Jan 15, 2025, updated Jan 15, 2025
A pullback in spending has bolstered a view the RBA will cut interest rates at its next meeting. Photo: Bianca De Marchi/AAP
A pullback in spending has bolstered a view the RBA will cut interest rates at its next meeting. Photo: Bianca De Marchi/AAP

Australians pulled back sharply on purchasing household goods after bringing forward spending during Black Friday and Cyber Monday sales.

Consumer spending fell 1.8 per cent in December after a rise in November, with financially stretched households adapting purchasing habits to prioritise sales periods, the Commonwealth Bank has found.

The bank’s household spending insights index recorded a 7.7 per cent drop in discretionary spending, reinforcing the view that Australian consumers are continuing to struggle.

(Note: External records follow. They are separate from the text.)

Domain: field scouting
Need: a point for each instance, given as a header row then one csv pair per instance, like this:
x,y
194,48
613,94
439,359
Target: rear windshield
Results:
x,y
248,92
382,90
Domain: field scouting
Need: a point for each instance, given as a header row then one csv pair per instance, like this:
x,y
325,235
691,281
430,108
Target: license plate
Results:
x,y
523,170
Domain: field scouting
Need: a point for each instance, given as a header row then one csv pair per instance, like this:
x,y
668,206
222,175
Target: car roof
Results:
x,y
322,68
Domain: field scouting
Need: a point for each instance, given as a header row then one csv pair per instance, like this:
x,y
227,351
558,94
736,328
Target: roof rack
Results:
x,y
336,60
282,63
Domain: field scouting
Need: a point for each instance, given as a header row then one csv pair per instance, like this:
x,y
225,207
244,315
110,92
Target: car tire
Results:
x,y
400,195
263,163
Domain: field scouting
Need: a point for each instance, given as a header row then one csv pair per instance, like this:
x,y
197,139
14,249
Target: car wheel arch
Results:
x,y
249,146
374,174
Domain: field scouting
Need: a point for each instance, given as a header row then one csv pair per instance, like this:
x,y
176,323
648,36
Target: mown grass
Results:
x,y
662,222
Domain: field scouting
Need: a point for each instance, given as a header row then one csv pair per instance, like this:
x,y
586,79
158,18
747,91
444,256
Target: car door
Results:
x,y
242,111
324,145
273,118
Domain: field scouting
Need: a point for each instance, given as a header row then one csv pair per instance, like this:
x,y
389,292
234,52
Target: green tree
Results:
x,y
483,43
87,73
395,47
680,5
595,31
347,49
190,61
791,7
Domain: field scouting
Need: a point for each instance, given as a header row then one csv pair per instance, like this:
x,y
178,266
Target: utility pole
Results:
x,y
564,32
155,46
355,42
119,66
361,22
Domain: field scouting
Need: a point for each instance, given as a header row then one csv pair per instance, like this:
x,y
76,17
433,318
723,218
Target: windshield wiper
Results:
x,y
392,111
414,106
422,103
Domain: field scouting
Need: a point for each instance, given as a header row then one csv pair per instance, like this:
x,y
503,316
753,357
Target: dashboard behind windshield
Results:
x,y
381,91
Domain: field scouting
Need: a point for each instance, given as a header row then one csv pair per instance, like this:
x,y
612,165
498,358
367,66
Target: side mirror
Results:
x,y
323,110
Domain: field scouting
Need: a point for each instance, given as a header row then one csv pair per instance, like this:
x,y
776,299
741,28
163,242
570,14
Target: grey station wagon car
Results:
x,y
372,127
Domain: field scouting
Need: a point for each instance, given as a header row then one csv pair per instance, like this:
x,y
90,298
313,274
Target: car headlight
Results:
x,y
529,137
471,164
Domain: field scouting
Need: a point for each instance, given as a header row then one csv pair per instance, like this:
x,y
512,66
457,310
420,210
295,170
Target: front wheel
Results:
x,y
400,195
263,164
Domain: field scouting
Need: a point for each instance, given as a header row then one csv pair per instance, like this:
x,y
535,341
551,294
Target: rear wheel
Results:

Shoppers brought forward holiday spending to take advantage of sales activities, said CBA chief economist Stephen Halmarick.

“When those sales periods are not there, things really drop away quite quickly,” he said.

“Overall, consumer spending remains pretty subdued.”

The bank’s index gleans spending insights from the de-identified payments data of about seven million retail customers.

Rises in essential categories such as utilities, insurance and transport were outweighed by a steep drop in spending on household goods, which plunged 8.3 per cent.

Combined with falling inflation, the pullback in spending bolstered CBA’s view that the Reserve Bank of Australia will cut interest rates at its next meeting in February, Mr Halmarick said.

It’s no longer an outlier opinion among the big four banks. ANZ recently brought forward its rate cut prediction to February on the back of lower-than-expected inflation figures for November.

As a result, Halmarick revised down to 0.5 per cent his core inflation forecast for the December quarter, due out on January 29, which would put the six-month annualised underlying inflation rate near the midpoint of the RBA’s target range at 2.6 per cent.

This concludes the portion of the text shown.